Abstract:

Commodity depth cameras, such as the Microsoft Kinect®, have been widely used for the capture and reconstruction of the 3D structure of room-sized dynamic scenes. Camera placement and coverage during capture significantly impact the quality of the resulting reconstruction. In particular, dynamic occlusions and sensor interference have been shown to result in poor resolution and holes in the reconstruction results. This paper presents a novel algorithmic framework and a method for off-line optimization of depth cameras placements for a given 3D dynamic scene, simulated using virtual 3D models. We derive a fitness metric for a particular configuration of sensors by combining factors such as visibility and resolution of the entire dynamic scene with probabilities of interference between sensors.
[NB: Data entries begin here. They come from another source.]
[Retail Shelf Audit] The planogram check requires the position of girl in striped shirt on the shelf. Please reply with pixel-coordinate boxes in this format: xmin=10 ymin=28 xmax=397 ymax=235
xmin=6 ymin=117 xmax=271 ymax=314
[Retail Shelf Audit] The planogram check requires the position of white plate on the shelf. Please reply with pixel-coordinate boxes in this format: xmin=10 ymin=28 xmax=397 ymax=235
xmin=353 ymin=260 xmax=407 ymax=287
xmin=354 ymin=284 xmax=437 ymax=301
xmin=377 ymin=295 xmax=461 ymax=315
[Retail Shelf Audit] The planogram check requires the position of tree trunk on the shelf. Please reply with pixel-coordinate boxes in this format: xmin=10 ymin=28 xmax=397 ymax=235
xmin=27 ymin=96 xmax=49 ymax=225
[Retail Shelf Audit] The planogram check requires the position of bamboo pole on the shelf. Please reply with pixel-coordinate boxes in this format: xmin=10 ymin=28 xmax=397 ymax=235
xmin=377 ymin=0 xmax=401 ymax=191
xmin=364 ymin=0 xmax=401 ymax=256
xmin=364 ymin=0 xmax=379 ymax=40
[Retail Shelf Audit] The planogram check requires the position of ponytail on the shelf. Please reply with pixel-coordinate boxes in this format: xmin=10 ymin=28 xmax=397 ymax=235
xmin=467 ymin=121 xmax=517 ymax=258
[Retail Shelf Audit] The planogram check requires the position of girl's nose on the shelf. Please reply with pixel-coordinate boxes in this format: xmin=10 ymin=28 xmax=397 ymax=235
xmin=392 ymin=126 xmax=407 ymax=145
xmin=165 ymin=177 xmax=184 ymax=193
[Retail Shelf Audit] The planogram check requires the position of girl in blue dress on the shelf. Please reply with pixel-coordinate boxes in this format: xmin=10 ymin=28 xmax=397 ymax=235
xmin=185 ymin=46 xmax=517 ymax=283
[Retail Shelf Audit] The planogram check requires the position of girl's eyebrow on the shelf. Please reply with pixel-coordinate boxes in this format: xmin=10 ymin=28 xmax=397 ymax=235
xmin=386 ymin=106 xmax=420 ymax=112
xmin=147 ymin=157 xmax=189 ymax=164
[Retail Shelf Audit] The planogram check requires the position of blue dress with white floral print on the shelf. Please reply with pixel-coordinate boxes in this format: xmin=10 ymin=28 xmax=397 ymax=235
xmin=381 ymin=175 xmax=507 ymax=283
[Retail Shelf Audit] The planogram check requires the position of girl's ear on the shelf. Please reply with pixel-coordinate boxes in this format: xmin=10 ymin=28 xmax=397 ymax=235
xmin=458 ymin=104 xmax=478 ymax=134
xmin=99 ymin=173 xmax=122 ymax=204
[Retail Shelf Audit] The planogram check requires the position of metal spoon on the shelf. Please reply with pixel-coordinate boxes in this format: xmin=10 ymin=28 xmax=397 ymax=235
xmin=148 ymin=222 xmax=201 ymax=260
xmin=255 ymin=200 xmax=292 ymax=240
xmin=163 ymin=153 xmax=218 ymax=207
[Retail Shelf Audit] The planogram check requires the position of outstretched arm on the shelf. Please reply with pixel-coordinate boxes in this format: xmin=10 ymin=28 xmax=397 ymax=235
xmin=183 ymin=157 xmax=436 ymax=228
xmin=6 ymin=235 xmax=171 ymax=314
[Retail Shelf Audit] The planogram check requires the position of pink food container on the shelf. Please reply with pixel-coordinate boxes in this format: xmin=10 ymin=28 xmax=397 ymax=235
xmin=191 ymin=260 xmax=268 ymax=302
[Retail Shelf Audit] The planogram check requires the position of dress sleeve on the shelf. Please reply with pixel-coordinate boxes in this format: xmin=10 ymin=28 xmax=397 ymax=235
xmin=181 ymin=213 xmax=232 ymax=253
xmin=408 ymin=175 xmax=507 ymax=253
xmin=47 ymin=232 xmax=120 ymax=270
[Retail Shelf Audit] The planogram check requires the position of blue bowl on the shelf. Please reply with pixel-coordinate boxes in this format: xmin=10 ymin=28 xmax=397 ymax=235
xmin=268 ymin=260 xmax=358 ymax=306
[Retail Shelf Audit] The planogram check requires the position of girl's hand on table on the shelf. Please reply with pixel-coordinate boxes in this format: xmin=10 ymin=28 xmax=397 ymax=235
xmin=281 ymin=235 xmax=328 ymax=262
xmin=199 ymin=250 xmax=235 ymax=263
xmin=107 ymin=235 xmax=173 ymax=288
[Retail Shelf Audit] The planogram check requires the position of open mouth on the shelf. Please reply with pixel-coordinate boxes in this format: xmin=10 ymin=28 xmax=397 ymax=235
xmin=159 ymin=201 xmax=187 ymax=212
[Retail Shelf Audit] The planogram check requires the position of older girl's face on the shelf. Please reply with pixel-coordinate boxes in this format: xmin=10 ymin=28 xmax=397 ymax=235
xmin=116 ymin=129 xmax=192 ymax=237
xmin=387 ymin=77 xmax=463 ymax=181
We employ this fitness metric both in a greedy algorithm that determines the number of depth cameras needed to cover the scene, and in a simulated annealing algorithm that optimizes the placements of those sensors. We compare our algorithm’s optimized placements with manual sensor placements for a real dynamic scene. We present quantitative assessments using our fitness metric, as well as qualitative assessments to demonstrate that our algorithm not only enhances the resolution and total coverage of the reconstruction, but also fills in voids by avoiding occlusions and sensor interference when compared with the reconstruction of the same scene using manual sensor placement.